# When is a Markov chain a Markov chain?

I’ve been taking tutorials on the third quarter of the second-year probability course, in which the student have met discrete-time Markov chains for the first time. The hardest aspect of this introduction (apart from the rapid pace – they cover only slightly less material than I did in Cambridge, but in half the time) is, in my opinion, choosing which definition of the Markov property is most appropriate to use in a given setting.

We have the wordy “conditional on the present, the future is independent of the past”, which is probably too vague for any precise application. Then you can ask more formally that the transition probabilities are the same under two types of conditioning, that is conditioning on the whole history, and conditioning on just the current value

$\mathbb{P}(X_{n+1}=i_{n+1} \,\big|\, X_n=i_n,\ldots,X_0=i_0) = \mathbb{P}(X_{n+1}=i_{n+1} \,\big |\, X_n=i_n),$ (*)

and furthermore this must hold for all sets of values $(i_{n+1},\ldots,i_0)$ and if we want time-homogeneity (as is usually assumed at least implicitly when we use the word ‘chain’), then these expressions should be functions of $(i_n,i_{n+1})$ but not n.

Alternatively, one can define everything in terms of the probability of seeing a given path:

$\mathbb{P}(X_0=i_0,\ldots,X_n=i_n)= \lambda_{i_0}p_{i_0,i_1}\ldots p_{i_{n-1}i_n},$

where $\lambda$ is the initial distribution, and the $p_{i,j}$s are the entries of the transition matrix P.

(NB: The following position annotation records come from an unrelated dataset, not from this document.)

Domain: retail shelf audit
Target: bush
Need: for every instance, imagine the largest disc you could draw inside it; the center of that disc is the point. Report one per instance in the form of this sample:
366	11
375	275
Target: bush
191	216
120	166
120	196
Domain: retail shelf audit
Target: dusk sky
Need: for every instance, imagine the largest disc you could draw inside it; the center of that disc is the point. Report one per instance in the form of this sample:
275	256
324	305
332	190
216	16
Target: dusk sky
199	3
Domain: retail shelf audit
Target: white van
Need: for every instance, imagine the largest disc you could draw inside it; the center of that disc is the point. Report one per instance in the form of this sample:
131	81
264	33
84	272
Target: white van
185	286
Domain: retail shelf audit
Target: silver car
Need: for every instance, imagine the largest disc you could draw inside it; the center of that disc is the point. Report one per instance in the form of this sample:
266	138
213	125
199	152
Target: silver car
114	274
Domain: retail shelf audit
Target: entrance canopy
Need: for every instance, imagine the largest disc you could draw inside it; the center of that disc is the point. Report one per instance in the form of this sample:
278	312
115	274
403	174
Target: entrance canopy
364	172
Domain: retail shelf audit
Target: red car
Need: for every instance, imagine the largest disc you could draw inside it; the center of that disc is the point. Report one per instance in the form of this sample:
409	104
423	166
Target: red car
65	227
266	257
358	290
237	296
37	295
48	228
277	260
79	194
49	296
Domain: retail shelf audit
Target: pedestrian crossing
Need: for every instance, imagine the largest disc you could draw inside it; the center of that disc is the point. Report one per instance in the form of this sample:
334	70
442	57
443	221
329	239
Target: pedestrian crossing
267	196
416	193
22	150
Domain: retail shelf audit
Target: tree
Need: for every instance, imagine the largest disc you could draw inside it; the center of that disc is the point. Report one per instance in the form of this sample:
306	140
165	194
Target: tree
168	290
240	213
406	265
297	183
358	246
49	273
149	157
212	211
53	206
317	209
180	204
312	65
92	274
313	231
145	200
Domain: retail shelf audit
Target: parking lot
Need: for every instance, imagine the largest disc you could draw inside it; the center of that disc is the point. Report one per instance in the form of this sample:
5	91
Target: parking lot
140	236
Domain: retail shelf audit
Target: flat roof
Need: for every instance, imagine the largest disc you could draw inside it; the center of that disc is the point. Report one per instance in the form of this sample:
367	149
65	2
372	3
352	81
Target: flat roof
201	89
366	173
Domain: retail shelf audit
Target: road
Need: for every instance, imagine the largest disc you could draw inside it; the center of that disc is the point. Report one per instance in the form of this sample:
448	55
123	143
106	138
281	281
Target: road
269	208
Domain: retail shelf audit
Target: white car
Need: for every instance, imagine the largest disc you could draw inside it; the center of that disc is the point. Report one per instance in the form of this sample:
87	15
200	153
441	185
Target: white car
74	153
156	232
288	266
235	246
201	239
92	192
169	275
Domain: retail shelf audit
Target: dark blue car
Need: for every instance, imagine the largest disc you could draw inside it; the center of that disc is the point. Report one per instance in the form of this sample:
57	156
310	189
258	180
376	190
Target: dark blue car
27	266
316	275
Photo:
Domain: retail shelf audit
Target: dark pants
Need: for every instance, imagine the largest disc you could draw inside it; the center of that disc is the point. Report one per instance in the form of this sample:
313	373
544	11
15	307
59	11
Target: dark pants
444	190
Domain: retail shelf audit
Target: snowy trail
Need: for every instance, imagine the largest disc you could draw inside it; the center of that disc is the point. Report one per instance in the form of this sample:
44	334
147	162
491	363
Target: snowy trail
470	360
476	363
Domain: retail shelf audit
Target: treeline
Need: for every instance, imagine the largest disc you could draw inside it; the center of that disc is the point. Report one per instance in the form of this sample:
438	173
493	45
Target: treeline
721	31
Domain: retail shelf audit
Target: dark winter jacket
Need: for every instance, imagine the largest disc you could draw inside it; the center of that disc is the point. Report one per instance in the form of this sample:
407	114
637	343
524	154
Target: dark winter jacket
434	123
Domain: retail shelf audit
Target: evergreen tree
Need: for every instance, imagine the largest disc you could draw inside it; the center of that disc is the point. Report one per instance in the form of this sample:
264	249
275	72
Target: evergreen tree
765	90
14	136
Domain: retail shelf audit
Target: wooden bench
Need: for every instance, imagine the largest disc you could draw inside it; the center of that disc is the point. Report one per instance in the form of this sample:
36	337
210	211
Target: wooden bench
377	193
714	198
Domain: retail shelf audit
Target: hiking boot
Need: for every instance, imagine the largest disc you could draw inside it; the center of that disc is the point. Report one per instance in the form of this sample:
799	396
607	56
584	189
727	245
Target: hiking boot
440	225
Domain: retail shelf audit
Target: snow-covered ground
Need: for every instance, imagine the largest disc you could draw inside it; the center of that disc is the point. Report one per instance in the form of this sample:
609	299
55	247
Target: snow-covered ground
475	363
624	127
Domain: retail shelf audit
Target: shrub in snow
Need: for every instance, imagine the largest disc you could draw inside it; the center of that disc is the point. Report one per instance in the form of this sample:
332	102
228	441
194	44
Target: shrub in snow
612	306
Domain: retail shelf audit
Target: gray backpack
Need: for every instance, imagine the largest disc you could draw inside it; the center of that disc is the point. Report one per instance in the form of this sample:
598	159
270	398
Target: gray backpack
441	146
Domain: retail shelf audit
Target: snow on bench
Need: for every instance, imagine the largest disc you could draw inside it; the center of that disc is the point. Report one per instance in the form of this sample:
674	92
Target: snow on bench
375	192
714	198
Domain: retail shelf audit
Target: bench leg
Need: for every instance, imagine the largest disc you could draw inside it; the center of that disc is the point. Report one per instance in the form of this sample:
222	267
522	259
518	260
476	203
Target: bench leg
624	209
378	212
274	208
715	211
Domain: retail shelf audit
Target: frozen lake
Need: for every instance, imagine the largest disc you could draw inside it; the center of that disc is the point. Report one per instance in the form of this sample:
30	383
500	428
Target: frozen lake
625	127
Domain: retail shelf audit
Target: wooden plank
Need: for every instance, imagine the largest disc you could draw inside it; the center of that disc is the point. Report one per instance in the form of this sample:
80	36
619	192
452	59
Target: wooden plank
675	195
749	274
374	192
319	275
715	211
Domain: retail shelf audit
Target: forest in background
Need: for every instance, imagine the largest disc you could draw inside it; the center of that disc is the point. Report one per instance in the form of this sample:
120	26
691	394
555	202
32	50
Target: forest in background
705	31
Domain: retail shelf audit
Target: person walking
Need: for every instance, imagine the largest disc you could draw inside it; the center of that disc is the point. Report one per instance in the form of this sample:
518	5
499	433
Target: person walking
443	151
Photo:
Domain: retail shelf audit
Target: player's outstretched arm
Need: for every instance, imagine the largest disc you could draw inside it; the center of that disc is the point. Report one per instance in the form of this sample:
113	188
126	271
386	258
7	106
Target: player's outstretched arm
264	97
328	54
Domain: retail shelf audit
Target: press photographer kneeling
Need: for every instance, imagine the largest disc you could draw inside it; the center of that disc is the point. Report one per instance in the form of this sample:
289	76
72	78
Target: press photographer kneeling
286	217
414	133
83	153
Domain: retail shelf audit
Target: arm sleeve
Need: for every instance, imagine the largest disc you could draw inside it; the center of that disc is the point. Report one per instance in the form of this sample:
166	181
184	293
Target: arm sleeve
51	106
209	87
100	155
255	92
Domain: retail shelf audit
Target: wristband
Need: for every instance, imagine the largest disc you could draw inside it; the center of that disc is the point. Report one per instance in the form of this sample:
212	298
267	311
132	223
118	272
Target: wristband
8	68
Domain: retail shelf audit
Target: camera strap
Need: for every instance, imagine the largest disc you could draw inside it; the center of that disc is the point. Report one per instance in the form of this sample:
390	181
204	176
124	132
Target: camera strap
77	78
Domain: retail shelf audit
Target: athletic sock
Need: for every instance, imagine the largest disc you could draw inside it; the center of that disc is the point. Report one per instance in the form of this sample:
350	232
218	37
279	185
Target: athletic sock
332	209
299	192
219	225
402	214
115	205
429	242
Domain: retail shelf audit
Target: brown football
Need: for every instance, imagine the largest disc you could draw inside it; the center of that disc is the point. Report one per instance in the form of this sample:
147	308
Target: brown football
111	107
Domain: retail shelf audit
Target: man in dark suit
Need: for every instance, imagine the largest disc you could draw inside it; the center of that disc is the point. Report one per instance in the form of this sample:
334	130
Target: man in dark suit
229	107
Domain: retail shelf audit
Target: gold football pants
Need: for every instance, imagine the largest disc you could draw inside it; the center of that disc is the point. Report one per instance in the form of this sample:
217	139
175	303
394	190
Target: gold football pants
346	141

Fortunately, these latter two definitions are equivalent, but it can be hard to know how to proceed when you’re asked to show that a given process is a Markov chain. I think this is partly because this is one of the rare examples of a concept that students meet, then immediately find it hard to think of any examples of similar processes which are not Markov chains. The only similar concept I can think of are vector spaces, which share this property mainly because almost everything in first-year mathematics is linear in some regard.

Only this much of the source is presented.